ORGANİZE SUÇLARA KARŞI ATTIĞIMIZ ADIMIN BEDELİNİ ÖDÜYORUZ: Üçüncü yılda, ‘Bir İçişleri Bakanına 3 yıl çok fazla’ diye kendi kendime söyledim. Arkadaşlarım şahit. Siz burayı uyuşturucu kaçakçısı, terör örgütlerine yol açan, hatta terör eylemi gerçekleştiren olarak değerlendiriyorsunuz ya. Ne zaman Türkiye’nin var olan birtakım meselelerine girmeye başladık, terörün dışında. Uyuşturucu, organize suç, Türkiye’nin en büyük mali suçları gibi. Yıllardan beri Türkiye’yi istedikleri gibi koordine edenler dört koldan saldırdılar. Ne haysiyetimiz, onurumuz şerefimiz kaldı. Türkiye’de bu organize suçlar, uyuşturucu ve mali suçlarla ilgili attığımız adımın bedelini bugün ödüyoruz, Türkiye ödüyor.

ABD'Nİ TEZLERİNİ SAVUNMAK GAZİ MECLİS'İN VEKİLLERİNİN HADDİ DEĞİLDİR: 9 yaşındaki çocuğu anasının kucağından alıp dağa kaçıranlar, bana bugün burada kadına şiddet edebiyatı yapılıyor. Bu doğru bir yaklaşım değil. Herkes başını alsın önüne koysun. Ya bu ülkenin vatandaşı olacağız, medeniyetine, değerlerine sadık ve bağlı olacağız. Ya da beni bağışlayın, burada bu masanın etrafında ABD’nin tezlerini savunmak, Yunanistan’ın tezlerini savunmak, Suriye’nin haklarını savunmak, bu Gazi Meclis’in milletvekilinin haddi değildir.

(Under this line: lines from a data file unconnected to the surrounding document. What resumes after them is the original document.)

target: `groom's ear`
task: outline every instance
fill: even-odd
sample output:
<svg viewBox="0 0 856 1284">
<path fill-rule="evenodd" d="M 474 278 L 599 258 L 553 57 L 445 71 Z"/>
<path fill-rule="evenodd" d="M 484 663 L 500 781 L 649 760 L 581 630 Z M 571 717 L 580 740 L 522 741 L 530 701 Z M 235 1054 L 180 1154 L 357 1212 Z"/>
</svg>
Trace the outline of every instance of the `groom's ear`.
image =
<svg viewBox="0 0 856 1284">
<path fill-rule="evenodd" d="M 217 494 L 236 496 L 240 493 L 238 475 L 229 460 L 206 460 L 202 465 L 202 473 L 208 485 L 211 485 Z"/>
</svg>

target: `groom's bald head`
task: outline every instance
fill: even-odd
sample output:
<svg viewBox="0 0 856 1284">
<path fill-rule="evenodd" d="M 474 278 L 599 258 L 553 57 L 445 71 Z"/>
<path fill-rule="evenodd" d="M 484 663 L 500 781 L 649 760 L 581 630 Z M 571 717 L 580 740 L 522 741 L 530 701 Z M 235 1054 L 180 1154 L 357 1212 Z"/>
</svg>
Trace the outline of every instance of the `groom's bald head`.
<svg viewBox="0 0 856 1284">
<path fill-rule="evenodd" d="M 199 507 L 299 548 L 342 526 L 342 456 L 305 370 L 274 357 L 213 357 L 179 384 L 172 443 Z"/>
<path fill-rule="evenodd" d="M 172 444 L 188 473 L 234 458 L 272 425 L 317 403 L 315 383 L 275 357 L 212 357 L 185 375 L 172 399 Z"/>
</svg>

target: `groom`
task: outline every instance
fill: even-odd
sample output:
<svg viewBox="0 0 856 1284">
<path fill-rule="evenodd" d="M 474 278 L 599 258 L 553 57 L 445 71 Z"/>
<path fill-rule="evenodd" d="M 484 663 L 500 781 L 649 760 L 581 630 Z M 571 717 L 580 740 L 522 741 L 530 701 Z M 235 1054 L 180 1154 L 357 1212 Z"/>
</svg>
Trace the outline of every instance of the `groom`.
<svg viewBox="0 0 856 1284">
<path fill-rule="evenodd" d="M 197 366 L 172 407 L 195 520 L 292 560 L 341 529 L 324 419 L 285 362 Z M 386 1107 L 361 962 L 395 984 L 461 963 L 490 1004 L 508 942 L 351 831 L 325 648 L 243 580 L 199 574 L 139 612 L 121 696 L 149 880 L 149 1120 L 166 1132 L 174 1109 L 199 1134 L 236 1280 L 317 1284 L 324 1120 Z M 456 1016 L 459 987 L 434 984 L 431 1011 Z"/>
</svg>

PKK, ABD İSTİHBARATININ ÖRGÜTÜDÜR: PKK terör örgütü ABD istihbaratının örgütüdür, HDP de PKK terör örgütünün siyasal uzantısıdır. Eğer siz bu tezin üzerinden ve bu ortaya koyduğunuz doğru üzerinden, ABD’nin tezini savunuyorsanız. ABD Büyükelçisi İstiklal saldırısının ardından açıklama yaptı. Daha sonra en iyi adamları olan Ferhat Abdi Şahin’e açıklama yaptırdılar. HPG’ye açıklama yaptırdılar. Ne dediler, ‘Bu işin içerisinde biz yokuz’. Hemen birileri bunun etrafına bir şekilde sarılı verdiler. Bu oyunun büyük olduğunu, bu oyunun Türkiye’nin şu anda istikametinde giden yoldan döndürmek olduğunu hepimiz bilmeliyiz. Kürt düşmanı kim? Çocukları 6-10 yaşında dağa çıkarıp, eline kalaşnikof veren mi? Hangi Kürt kardeşimize bir tane en ufak incitecek bir söz söyledim. Bizim bir tek kırmızı çizgimiz vardır, o da terördür. Bu ülkede kimse Kürt’üm diyemiyordu, o da Recep Tayyip Erdoğan sayesinde bugün Kürt’üm diyor. Aleviyim diyemiyordu insanlar. Bugün Aleviyim diyorlar.

TEK BAŞIMA MI YAPIYORUM?: Burada bir şeyi gördüm, her konuşma birbirine benzer mi? Her konuşma geçen senin aynısı olur mu? Biz uyuşturucu kaçakçısıyız, biz Türkiye’nin kara para aklamadaki en önemli adamlarından bir tanesiyiz. Ben bunları tek başıma mı yapıyorum, bir Anadolu çocuğu olan İsmail Çataklı ile mi yapıyorum, Mehmet Ersoy ile mi yapıyorum, profesör Sabri Erdin ile mi yapıyorum, Arif Paşa ile mi yapıyorum? Kimle yapıyorum bu işleri? Tek başıma mı yapıyorum? Tek başıma yapacak kabiliyete sahibim öyle mi? Öyle ortaya koyuyorsunuz, öyle değerlendiriyorsunuz.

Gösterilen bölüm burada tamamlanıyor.